Additionally, as noted above, the variables necessary for the
determination of Equations 1-20 in FIGS. 9A-C and Equations 1-14 in
FIGS. 6A-B are known from the preparation of the wellbore and the
Hunt Mode.
[0117] Upon completion of the Hunt Mode and storage of the values,
the operator will determine variables of q.sub.max and P by solving
the critical rate equation (Equation 1 of FIG. 6A) and editing
q.sub.max and P until solution is within tolerance of the
Operational Gas Injection rate provided by the Hunt Mode as
described above. If using the generated production pressure value
from FIGS. 9A & 9B in Equations 1-14 of FIGS. 6A and 6B
generates a gas injection rate within acceptable tolerance 0.0 to
5.0% of the gas injection rate provided by the Hunt Mode, then the
selected values of variables q.sub.max and P become static values
for use in Equations 1-14 of FIGS. 6A and 6B and Equations 1-20 of
FIGS. 9A-C in the performance of the flow chart of FIG. 5B. Then
user will switch to the Critical Rate Mode and input these
determined values for variables q.sub.max and P of the Vogel IPR
Equation. Using the Hagedorn and Brown formulas of FIGS. 9A &
9B, compressor system 10 generates a production pressure value
(P.sub.wf in FIG. 7, P.sub.hf in FIG. 6A, equation 3) for use in
Equations 1-14 of FIGS. 6A and 6B.
[0118] For the purpose of this example, assume that the resulting
gas injection rate is 615 mscfd which is within 1% of 620 mscfd.
Therefore, the adjusted variables q.sub.max and P become static
within the calculations performed by compressor system 10. As a
result, the Critical Rate Mode continues on a going forward basis
using the static values and adjusting the gas injection rate only
in response to changes in tubing and casing pressure to inform the
process of equations in FIG. 5B and fluid production rate (Q.sub.o
oil flow in bbl/d, Q.sub.g gas flow in mscfd, Q.sub.w water flow in
bbl/d) as determined by sensors and gauges associated with the
wellbore.
[0119] Thus, with reference to FIG. 5B, the computer server of
compressor system 10 utilizes the static values and measured values
directly with a production pressure (bottom hole pressure gauge or
indirectly using the surface casing pressure gauge) and fluid
production rate (Q.sub.o oil flow in bbl/d, Q.sub.g gas flow in
mscfd, Q.sub.w water flow in bbl/d) in Steps 1-3 to generate,
through an iterative process, a total gas injection rate. Provided
that the resulting gas injection rate is within the predetermined
tolerance level, the computer or PLC subtracts the current gas
production rate from the calculated gas injection rate (Step 5) to
provide the Critical Gas Rate.

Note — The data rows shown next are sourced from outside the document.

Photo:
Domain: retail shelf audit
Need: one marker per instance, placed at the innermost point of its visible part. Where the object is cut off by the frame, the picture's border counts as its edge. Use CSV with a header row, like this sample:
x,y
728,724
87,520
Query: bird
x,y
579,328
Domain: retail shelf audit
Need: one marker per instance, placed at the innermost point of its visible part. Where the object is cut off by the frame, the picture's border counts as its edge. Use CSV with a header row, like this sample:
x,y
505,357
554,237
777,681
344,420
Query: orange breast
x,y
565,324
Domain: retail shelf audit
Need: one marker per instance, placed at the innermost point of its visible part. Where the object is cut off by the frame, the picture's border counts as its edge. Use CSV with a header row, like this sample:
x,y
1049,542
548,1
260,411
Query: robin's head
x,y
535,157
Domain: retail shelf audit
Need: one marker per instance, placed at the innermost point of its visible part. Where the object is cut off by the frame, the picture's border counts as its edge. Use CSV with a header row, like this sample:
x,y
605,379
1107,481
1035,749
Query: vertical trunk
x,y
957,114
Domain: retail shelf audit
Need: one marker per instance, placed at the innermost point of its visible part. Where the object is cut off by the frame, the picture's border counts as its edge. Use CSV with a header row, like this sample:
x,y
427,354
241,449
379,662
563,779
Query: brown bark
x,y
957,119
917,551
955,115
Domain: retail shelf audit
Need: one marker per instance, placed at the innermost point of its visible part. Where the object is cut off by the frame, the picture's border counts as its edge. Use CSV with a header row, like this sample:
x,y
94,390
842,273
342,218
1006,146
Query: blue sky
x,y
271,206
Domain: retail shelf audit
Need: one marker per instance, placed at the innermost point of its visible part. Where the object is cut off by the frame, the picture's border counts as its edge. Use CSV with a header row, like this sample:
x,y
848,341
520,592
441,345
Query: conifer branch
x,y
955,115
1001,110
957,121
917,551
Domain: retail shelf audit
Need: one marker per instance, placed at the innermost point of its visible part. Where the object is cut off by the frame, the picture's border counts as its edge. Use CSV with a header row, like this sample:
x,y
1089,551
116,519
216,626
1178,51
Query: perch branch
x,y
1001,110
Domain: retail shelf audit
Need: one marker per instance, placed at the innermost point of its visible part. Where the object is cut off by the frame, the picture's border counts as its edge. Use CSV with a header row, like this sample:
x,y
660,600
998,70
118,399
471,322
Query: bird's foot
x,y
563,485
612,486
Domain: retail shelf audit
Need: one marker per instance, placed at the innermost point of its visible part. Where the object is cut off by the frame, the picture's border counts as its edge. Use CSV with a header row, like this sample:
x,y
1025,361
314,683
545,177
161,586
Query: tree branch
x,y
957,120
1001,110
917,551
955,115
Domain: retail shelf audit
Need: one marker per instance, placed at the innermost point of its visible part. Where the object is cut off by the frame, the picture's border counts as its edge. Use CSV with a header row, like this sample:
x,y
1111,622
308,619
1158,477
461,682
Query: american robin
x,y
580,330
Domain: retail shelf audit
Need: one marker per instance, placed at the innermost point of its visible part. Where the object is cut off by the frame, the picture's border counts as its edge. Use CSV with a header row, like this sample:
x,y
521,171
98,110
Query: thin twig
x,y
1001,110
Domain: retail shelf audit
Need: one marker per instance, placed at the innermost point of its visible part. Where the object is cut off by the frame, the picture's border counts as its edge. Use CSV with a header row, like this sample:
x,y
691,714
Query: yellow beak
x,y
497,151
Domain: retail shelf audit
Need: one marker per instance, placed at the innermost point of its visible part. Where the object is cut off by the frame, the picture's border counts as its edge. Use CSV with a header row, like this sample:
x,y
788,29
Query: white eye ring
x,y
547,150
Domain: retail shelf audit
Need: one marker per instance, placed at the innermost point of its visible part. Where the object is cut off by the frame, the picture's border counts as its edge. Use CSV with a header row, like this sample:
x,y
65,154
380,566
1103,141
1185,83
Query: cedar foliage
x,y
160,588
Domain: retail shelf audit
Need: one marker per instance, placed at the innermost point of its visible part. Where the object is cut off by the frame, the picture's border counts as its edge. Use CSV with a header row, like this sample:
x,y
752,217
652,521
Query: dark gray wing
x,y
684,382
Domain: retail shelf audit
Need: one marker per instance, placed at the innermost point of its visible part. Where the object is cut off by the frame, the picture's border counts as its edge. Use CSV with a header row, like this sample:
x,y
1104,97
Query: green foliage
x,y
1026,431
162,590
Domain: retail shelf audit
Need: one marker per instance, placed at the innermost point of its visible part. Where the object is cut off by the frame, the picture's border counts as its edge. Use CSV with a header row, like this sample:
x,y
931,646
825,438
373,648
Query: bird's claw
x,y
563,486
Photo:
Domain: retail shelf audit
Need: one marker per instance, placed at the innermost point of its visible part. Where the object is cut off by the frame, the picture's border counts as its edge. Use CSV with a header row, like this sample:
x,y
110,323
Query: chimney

If the resulting value is greater
than zero, then according to Step 6, the computer or PLC of
compressor system 10 directs the compressor to provide the Critical
Gas Rate injection value to the downhole portion of the
wellbore.
[0120] Thus, the Critical Rate Mode provides the most efficient
production of fluids from the wellbore as the Critical Rate Mode
utilizes the gas injection rate determined by the Hunt Mode while
compensating for changes in fluid inflow to the wellbore and
changes in downstream gas pressures. The compensation allows the
Critical Rate Mode to continuously adjust the gas injection rate to
ensure that the compressor system 10 efficiently produces all
fluids from the well.
[0121] Other embodiments of the present invention will be apparent
to one skilled in the art. As such, the foregoing description
merely enables and describes the general uses and methods of the
present invention. Accordingly, the following claims define the
true scope of the present invention.